You could simply ban private cars, and presumably 35k fewer deaths would occur each year in the US, and we could work on monolithic solutions to things like brake dust and tire dust. We've decided that our collective quality of life and the benefits conferred us by allowing private transportation far outweigh the harms. We need to find where the balance is between the potential harms of these dusts and how much we're willing to give up in mitigating those harms.

Anyway - it's not a trivial exercise, it's a microcosm of the global economy, with surprising complexity and dependencies at every level.


>We've decided that our collective quality of life and the benefits conferred us by allowing private transportation far outweigh the harms

Speak for yourself. At least in cities, cars and car-centric cities have absolutely destroyed our economies. People drive for trip less than a mile because walking is miserable, and walking is miserable because the city is built around driving and without regard for pedestrians needing to constantly cross major intersections.

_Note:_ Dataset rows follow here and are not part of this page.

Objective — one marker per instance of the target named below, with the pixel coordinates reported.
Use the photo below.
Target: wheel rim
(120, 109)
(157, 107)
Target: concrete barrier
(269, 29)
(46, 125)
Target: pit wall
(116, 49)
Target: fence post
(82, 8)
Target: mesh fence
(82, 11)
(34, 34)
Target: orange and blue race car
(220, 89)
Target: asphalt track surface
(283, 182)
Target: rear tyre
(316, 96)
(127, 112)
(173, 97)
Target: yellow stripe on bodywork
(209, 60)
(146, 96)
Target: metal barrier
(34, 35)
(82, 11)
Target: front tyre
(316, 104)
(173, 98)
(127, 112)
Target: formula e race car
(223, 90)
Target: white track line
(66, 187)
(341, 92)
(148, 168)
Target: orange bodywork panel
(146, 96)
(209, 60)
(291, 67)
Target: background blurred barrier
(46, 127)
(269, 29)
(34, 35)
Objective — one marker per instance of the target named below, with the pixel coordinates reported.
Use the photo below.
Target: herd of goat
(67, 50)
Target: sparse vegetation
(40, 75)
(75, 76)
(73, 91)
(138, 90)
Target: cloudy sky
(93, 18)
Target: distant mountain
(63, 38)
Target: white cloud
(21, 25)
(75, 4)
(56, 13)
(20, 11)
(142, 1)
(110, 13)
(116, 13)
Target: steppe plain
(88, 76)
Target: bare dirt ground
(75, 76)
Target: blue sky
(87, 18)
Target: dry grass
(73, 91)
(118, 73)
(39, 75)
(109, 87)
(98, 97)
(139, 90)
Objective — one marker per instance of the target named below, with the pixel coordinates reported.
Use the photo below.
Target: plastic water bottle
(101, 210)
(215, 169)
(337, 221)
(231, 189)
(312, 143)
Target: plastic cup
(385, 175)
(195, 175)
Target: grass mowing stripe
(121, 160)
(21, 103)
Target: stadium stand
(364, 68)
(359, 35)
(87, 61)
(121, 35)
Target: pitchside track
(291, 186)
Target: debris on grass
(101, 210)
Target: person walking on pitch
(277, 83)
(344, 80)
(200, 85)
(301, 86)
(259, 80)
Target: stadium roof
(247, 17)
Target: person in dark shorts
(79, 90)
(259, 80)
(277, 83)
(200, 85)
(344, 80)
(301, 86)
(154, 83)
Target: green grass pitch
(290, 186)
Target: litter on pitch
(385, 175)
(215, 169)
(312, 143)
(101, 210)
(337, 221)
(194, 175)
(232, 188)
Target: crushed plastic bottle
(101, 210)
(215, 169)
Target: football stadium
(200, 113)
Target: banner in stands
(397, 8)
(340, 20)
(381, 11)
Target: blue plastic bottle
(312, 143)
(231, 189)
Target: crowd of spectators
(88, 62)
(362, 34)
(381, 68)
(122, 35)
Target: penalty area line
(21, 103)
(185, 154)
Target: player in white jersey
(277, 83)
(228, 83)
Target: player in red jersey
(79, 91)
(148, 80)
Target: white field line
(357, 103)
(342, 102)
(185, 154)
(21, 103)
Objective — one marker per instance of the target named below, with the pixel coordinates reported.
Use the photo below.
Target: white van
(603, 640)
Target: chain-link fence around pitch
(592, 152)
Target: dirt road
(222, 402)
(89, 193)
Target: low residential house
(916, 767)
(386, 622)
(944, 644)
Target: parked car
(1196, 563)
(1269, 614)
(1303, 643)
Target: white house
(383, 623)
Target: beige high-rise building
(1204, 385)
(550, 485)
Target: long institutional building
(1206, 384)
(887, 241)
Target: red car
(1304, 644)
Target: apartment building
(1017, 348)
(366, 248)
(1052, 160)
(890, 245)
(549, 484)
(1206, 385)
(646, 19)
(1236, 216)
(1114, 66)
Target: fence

To be fair, cars aren't the root problem here - the root problem is the hypertrophic cities craze that started in the 1780s that made streets so cavernous and muddy (with incredibly wide streets, the middle was often left unpaved to save money, since there was plenty of room on the side to walk) and miserable that cars were a genuine improvement.

( A Traditional City Primer: https://www.andrewalexanderprice.com/blog20131204.php )

That link doesn't cover the history of hypertrophic cities, but it demonstrates quite well how terrible modern streets are.